Myślałam, że prędzej piekło zamarznie niż ja polubię myszy. Ale skoro nawet kot mógł się do nich przekonać?
Uczciwie przyznać należy, że nie mówimy tu o pospolitych polnych gryzoniach ani nawet nie o przyprawiających o palpitacje serca myszach domowych. Takie to wiadomo – najlepiej oglądać z daleka. Im wyżej, tym lepiej. Bohaterami książki Danuty Parlak są jednak myszy antykwaryczne, a to już inna para kaloszy.

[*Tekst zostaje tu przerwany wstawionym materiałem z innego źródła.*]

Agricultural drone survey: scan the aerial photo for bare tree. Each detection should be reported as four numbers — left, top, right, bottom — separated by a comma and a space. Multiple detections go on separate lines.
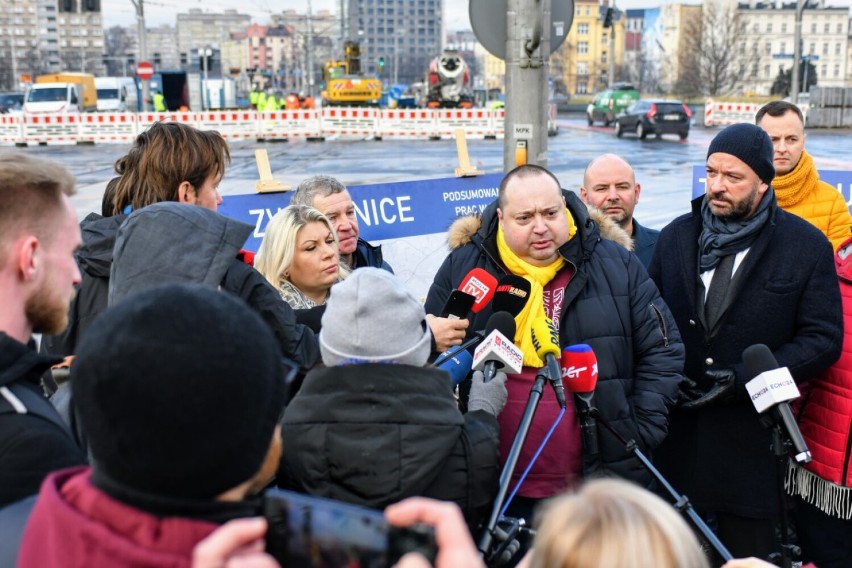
674, 0, 755, 96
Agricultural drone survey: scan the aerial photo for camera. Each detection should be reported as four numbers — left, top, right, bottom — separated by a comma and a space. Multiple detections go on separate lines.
263, 489, 438, 568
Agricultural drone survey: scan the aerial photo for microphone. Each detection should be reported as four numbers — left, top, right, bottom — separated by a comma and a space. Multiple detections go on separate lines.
532, 318, 565, 408
472, 312, 524, 383
743, 343, 811, 463
437, 350, 473, 387
458, 268, 497, 314
494, 274, 532, 317
562, 343, 600, 454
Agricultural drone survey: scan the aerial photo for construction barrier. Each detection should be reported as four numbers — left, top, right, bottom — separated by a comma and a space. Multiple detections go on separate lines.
376, 108, 436, 139
196, 110, 258, 140
322, 107, 379, 139
435, 108, 494, 139
0, 107, 512, 144
0, 114, 24, 144
79, 112, 137, 144
23, 114, 80, 144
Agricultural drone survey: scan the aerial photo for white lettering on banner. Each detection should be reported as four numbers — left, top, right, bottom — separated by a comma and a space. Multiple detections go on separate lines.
353, 195, 414, 227
443, 187, 497, 203
249, 207, 283, 239
455, 204, 488, 217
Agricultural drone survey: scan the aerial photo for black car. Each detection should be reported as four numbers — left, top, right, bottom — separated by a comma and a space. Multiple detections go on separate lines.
615, 99, 692, 140
0, 93, 24, 113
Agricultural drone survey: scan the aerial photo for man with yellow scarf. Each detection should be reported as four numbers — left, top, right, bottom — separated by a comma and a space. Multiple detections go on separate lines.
755, 101, 852, 250
425, 165, 684, 519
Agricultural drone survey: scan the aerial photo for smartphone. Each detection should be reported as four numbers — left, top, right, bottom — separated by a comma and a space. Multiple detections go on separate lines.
441, 289, 476, 319
263, 489, 438, 568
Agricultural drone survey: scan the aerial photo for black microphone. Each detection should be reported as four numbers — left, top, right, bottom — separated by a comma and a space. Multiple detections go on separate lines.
743, 343, 811, 463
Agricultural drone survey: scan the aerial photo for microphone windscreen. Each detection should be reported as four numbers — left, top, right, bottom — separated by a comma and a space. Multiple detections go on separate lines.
532, 318, 559, 359
561, 343, 598, 394
485, 312, 516, 341
459, 268, 497, 314
438, 349, 473, 386
494, 274, 532, 317
743, 343, 778, 379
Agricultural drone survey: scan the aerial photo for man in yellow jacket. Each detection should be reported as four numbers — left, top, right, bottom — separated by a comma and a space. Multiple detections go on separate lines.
755, 101, 852, 250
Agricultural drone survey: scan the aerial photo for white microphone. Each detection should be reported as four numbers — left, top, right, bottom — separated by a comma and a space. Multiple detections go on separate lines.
471, 312, 524, 383
743, 344, 811, 463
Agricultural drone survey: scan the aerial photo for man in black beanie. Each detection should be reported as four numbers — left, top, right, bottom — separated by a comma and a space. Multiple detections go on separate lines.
649, 124, 843, 558
18, 284, 285, 567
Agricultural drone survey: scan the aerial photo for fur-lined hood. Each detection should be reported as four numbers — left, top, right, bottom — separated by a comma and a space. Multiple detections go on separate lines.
447, 200, 633, 251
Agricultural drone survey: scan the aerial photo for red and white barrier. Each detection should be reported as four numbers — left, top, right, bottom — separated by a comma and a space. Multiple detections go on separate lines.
196, 110, 258, 140
376, 108, 437, 139
79, 112, 137, 144
24, 114, 80, 144
321, 107, 379, 139
435, 108, 493, 139
0, 114, 24, 144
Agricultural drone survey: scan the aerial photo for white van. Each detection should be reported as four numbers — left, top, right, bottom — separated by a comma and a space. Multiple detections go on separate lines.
95, 77, 139, 112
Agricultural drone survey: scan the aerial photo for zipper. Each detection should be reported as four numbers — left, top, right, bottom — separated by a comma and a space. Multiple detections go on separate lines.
840, 412, 852, 487
649, 304, 669, 347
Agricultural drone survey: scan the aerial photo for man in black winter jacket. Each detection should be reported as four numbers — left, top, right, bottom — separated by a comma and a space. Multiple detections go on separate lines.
279, 268, 506, 528
0, 152, 85, 508
425, 165, 683, 516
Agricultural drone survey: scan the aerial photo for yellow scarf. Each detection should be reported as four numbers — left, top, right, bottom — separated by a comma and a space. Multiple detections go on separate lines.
497, 208, 577, 367
772, 151, 819, 208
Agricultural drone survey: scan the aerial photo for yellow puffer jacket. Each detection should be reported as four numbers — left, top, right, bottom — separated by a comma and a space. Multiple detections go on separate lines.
772, 152, 852, 250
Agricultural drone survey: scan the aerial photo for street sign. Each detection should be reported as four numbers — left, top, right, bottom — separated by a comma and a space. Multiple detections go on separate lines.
136, 61, 154, 81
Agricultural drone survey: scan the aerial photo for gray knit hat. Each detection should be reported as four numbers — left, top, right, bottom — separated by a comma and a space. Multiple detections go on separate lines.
319, 267, 432, 367
707, 122, 775, 184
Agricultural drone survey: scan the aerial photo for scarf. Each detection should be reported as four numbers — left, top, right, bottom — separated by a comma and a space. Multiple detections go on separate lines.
772, 151, 819, 209
698, 186, 776, 272
497, 208, 577, 367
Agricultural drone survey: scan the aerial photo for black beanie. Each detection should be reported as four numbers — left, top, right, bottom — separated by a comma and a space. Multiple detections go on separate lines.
707, 122, 775, 184
71, 284, 285, 499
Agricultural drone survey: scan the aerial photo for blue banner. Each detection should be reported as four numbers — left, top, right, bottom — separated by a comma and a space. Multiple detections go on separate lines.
219, 173, 503, 251
692, 166, 852, 212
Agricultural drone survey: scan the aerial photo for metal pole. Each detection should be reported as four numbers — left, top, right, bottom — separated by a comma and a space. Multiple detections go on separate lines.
790, 0, 805, 104
130, 0, 151, 111
503, 0, 551, 171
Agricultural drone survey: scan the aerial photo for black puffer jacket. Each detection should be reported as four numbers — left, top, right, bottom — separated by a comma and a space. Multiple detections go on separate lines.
425, 190, 684, 486
279, 364, 499, 527
40, 213, 127, 356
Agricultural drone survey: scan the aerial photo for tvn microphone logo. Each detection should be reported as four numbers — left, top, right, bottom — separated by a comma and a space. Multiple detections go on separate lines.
462, 277, 488, 304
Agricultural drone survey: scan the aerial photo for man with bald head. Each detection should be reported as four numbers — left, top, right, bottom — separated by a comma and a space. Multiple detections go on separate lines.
580, 154, 660, 268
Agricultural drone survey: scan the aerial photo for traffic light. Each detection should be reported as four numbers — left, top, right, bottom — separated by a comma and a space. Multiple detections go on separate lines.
604, 8, 615, 28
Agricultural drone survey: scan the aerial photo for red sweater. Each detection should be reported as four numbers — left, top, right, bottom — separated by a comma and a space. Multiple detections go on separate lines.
18, 468, 217, 568
787, 238, 852, 519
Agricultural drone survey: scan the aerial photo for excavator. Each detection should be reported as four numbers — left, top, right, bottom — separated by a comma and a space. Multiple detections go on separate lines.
322, 41, 382, 106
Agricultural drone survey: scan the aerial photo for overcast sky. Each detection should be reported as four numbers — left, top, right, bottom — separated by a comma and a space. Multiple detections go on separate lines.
101, 0, 852, 30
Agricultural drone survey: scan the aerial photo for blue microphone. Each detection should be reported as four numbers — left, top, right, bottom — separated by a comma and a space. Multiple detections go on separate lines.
437, 350, 473, 387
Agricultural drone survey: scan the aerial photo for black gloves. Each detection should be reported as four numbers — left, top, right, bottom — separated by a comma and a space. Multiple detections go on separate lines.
678, 369, 737, 410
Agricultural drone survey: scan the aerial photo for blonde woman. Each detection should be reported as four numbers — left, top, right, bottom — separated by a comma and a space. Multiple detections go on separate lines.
529, 479, 710, 568
254, 205, 348, 310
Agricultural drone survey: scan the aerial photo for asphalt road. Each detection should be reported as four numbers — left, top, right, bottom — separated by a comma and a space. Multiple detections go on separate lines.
6, 116, 852, 227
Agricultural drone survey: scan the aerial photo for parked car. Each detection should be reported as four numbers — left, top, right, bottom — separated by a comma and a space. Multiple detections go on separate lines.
0, 93, 24, 114
586, 83, 639, 126
615, 99, 692, 140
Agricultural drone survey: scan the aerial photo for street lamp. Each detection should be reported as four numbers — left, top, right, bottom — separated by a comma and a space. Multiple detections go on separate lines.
198, 47, 213, 110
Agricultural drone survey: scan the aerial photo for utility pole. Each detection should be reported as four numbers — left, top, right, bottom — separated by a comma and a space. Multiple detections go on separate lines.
130, 0, 151, 111
503, 0, 551, 172
790, 0, 805, 104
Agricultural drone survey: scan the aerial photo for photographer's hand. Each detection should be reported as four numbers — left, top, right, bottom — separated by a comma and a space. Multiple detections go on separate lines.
192, 517, 281, 568
385, 497, 485, 568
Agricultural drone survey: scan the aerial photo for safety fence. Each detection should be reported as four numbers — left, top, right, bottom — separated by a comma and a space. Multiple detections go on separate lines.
704, 99, 809, 126
0, 107, 505, 145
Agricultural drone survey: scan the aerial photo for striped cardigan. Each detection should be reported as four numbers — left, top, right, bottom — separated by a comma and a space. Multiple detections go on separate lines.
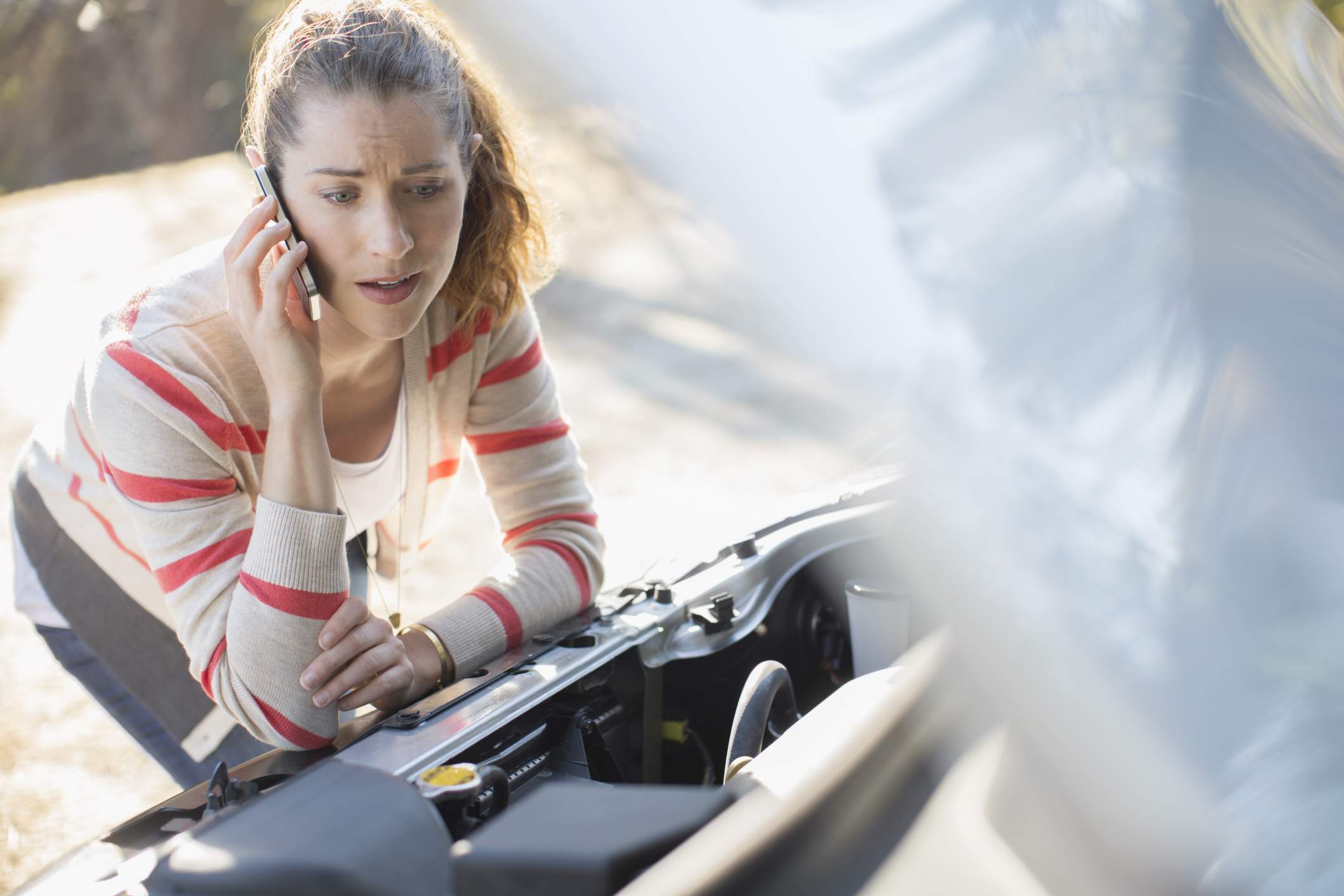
15, 242, 604, 750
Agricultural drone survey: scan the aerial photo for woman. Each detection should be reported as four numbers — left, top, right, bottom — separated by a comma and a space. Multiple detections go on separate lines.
12, 0, 602, 786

Gryzoni, które podzielają moją pasję, nie mogę zlekceważyć.
W Antykwariacie pod numerem 5 wychowało się wiele mysich pokoleń. Sąsiedztwo starych map, roczników czasopism i stosów książek odpowiednio wpłynęło na ich charakter. Oczytane myszy antykwaryczne uwielbiają spędzać wieczory na długich dyskusjach pełnych trudnych zwrotów. Im trudniejszych, tym lepiej. Inny przejaw typowej dla intelektualistów ekstrawagancji stanowią oryginalne imiona, nadawane dzieciom: Potencjometr, Katoda, Seneka, Rododendron, Konstrukcja… .
To właśnie Konstrukcja, miła mysia panna z kokieteryjnym ogonkiem i szczególnym upodobaniem do literatury podróżniczej, popadnie w kłopoty, które są głównym tematem opowieści. A wszystko przez miłość, jak zwykle. Pochodząca z inteligenckiej rodziny Konstrukcja oddaje swoje serce (i rękę) Łinterowi, który – choć przystojny i dobrze ułożony – wychował się w Supermarkecie na drugim końcu miasta.
Wiecie, co to Supermarket? Miejsce, w którym książki sprzedaje się na wagę.
„- Przecież książek nie kupuje się na wagę. Ani na sztuki. – rzekła. – Nie mówi się przecież: proszę pięć sztuk tej książki z niebieską okładką i trzy tamtej czerwonej – ciągnęła poruszona. – Kupuje się tę jedną, wybraną książkę, którą chce się mieć… Może coś źle zrozumiałeś – dodała po chwili milczenia.
Pan Mysz spojrzał jej prosto w oczy i powtórzył:
– Sprzedają książki na wagę. Widziałem to.
Zapadła długa cisza.”
Państwo Myszowie są jednak rodzicami nowoczesnymi, którzy czytali Poradnik współczesnego rodzica, a nawet przegryźli się przez twardą oprawę 104 błędów, jakie popełniają rodzice dorastających dzieci. Wkrótce szczęśliwa Konstrukcja zamieszkuje ze swoim mężem w Supermarkecie. I zaczynają się kłopoty.
Zrozpaczeni rodzice i przygnębiony mąż wszędzie szukają ratunku: u Myszy-Doktora, u Myszy-Profesora… . Pomoc przychodzi jednak z najmniej oczekiwanej strony: mieszkający w Antykwariacie kot Mruczek uruchamia swoje kocie znajomości, by rozwiązać problem mysiej rodziny, z którą od lat żyje bezkonfliktowo pod jednym dachem. Mruczek bowiem to jest taki kot, który nie lubi utrudniać życia sobie i innym. Wielu ludzi mogłoby brać z niego przykład.
„Pan Mruczek i mysia rodzina” Danuty Parlak to ciekawa i zabawna historia w urzekającej oprawie. Nietuzinkowe, wspaniałe ilustracje powstały w PRACOWALNI Marty Pokorskiej.